Iguana
Spense il condizionatore e finalmente quello che credeva il silenzio lo diventò sul serio. Schiaffeggiato da una vertigine si appoggiò al muro del salotto e sentì l’attrito risalirgli la schiena alla stessa velocità con cui il suo corpo veniva attratto irresistibilmente dal pavimento. Dall’angolo in cui si trovava lo sguardo fu calamitato verso quel vuoto a forma di cane, appena sotto la finestra. Che poi non era neanche un cane, ma il punto era un altro. Dalla stessa prospettiva di Bosforo, la devastazione disordinata della stanza sembrò ancora più inquietante. Il contenuto di ogni cassetto rovesciato a terra, il tavolino basso in stile Porfirio secondo gambe all’aria come un quadrupede impagliato capovolto, la modesta collezione di dischi in vinile di un suo trisavolo tramandata di padre in figlio diventato a sua volta padre sparsa con l’agghiacciante criterio della rovina. Si immaginò per un attimo la furia e la combinazione irriproducibile di movimenti, spinte, calci e lacerazioni, ma non riuscì a distogliere gli occhi da quella cuccia vuota, appena sotto la finestra. Che poi non era neanche una cuccia, ma il punto era sempre un altro.
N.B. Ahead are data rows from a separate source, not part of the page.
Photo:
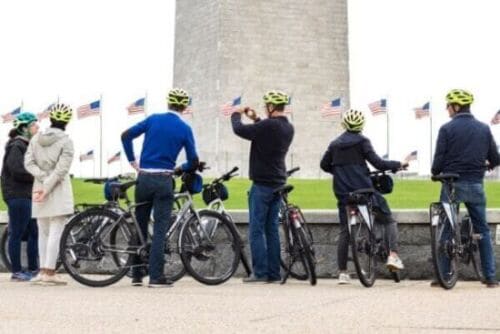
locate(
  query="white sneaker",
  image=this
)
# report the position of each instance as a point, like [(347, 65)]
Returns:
[(394, 263), (344, 278), (53, 280)]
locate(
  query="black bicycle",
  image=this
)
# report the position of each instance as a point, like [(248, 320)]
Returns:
[(369, 245), (297, 251), (98, 245), (452, 240)]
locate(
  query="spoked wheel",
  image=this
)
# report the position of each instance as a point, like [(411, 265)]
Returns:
[(87, 251), (363, 253), (209, 248), (470, 241), (307, 254), (444, 255)]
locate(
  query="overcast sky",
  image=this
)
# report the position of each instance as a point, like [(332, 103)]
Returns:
[(409, 52)]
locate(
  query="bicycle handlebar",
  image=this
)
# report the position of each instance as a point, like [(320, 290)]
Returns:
[(291, 171)]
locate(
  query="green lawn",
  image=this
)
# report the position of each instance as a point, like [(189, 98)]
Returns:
[(311, 194)]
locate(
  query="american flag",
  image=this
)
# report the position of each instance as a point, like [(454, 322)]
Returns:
[(496, 118), (45, 113), (231, 106), (422, 111), (90, 109), (412, 156), (378, 107), (9, 117), (288, 106), (137, 107), (87, 156), (189, 108), (115, 157), (332, 108)]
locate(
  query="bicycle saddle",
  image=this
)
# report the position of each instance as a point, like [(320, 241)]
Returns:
[(283, 189), (445, 177)]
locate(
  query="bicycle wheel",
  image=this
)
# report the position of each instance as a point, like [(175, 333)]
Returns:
[(470, 240), (362, 247), (209, 248), (307, 254), (444, 257), (87, 251)]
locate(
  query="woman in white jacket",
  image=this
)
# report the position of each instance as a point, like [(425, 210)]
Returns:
[(48, 159)]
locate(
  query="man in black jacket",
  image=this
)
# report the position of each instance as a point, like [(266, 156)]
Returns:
[(17, 186), (345, 159), (270, 139), (465, 146)]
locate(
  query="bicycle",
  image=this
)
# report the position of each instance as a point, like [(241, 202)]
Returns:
[(451, 239), (368, 241), (297, 251), (214, 194), (209, 253)]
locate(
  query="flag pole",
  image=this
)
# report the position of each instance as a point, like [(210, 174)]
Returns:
[(100, 136)]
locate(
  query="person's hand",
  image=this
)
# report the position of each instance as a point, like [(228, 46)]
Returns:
[(250, 113), (38, 196), (134, 166)]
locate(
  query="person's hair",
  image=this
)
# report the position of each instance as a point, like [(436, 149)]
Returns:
[(175, 107), (13, 133), (58, 124), (279, 107)]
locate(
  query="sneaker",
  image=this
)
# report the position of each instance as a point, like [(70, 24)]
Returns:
[(394, 263), (493, 283), (136, 281), (20, 277), (160, 283), (254, 279), (344, 278), (52, 280)]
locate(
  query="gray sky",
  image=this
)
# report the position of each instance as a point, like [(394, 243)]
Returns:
[(409, 52)]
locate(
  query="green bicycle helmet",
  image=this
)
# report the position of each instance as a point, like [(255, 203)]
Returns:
[(353, 120), (25, 118), (275, 97), (178, 97), (60, 112), (460, 97)]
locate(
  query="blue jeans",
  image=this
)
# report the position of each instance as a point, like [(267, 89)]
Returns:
[(264, 232), (22, 226), (157, 191), (472, 195)]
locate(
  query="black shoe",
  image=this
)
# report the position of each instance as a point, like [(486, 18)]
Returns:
[(136, 281), (254, 279), (160, 283)]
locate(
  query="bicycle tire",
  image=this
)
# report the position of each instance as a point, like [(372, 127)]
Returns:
[(307, 255), (442, 253), (194, 248), (86, 233), (360, 246)]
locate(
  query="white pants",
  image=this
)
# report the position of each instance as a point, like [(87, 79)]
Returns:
[(49, 236)]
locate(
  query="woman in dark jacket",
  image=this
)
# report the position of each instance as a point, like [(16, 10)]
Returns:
[(17, 184)]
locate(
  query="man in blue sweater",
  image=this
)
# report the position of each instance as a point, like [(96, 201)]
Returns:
[(165, 135), (464, 145), (270, 140)]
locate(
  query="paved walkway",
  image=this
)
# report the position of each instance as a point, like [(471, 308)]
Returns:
[(190, 307)]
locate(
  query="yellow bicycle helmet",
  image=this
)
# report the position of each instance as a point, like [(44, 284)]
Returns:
[(460, 97), (60, 112), (178, 97), (275, 97), (353, 120)]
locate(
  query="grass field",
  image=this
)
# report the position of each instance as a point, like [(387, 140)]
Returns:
[(310, 194)]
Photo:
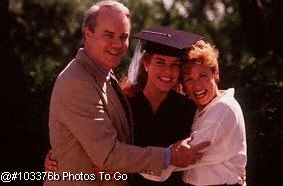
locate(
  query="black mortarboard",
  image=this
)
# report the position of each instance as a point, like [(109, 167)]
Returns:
[(166, 41)]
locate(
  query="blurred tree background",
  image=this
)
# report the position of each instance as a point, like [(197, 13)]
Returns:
[(39, 38)]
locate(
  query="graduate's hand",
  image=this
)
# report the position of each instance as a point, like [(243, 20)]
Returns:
[(49, 164), (182, 154)]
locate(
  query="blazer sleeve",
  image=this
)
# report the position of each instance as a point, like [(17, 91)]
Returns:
[(83, 113)]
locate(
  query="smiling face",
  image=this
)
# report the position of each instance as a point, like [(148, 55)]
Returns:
[(200, 83), (109, 41), (163, 72)]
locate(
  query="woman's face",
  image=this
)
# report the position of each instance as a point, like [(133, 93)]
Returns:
[(200, 83), (163, 72)]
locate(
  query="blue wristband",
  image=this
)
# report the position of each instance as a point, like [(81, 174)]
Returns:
[(167, 158)]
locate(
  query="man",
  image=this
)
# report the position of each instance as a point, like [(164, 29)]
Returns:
[(90, 120)]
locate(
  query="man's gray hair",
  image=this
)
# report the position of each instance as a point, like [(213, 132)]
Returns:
[(90, 16)]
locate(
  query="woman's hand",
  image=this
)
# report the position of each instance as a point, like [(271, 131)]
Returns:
[(49, 164)]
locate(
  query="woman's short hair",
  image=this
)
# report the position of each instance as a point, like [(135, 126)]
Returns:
[(203, 53)]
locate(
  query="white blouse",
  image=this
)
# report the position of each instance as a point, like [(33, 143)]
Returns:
[(222, 123)]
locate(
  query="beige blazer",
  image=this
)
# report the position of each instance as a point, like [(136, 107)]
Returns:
[(88, 127)]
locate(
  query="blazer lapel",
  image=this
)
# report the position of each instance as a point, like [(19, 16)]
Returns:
[(109, 94)]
Cosa mai poteva aver visto e memorizzato Bosforo da giustificare tutto quello sconquasso? Perché non c’era altra spiegazione.
Si alzò aiutandosi con la controspinta del muro e riguadagnata la posizione eretta fu attratto da due cose, il collare senza laccio di Bosforo (non aveva mai accettato di considerarlo un bieco telecomando) e la radiazione azzurra del globo luminoso sulla copertina di ‘Total eclipse of the heart’, una vecchia canzone di una certa Bonnie Tyler che nessun dispositivo avrebbe mai più saputo riprodurre. Spense la luce, e il vuoto sotto la finestra assunse la sua forma più pura, quella inconoscibile ad ogni senso umano. Dall’ampia vetrata guizzavano solo i bagliori malsani della distesa selvatica dell’acquitrino e là dove la vista comincia a smarrirsi e a concedere spazio all’interpretazione vide senza sorprendersi il riflesso della cancellata del suo vicino più prossimo. Cominciò ad essere vagamente insopportabile rimanere, anche perché il condizionatore era spento da un bel po’. Si infilò gli stivali impermeabili di iguana e imbracciò il fucile accessoriato di visore notturno. Scostò il pesante pannello del filtro anti-insetti e appena posato il piede destro nella fanghiglia fu assalito da una nube di zanzare giganti che festeggiavano l’ultima notte di ottobre schiantandosi a turno contro la lampada che illuminava l’ingresso. “Fottuta palude…”, pensò ad alta voce posando il sinistro oltre il destro, scatenando il regolare inseguimento dei suoi piedi diretto verso l’unica destinazione su cui istinto e ragione, per una volta, concordavano senza troppe storie.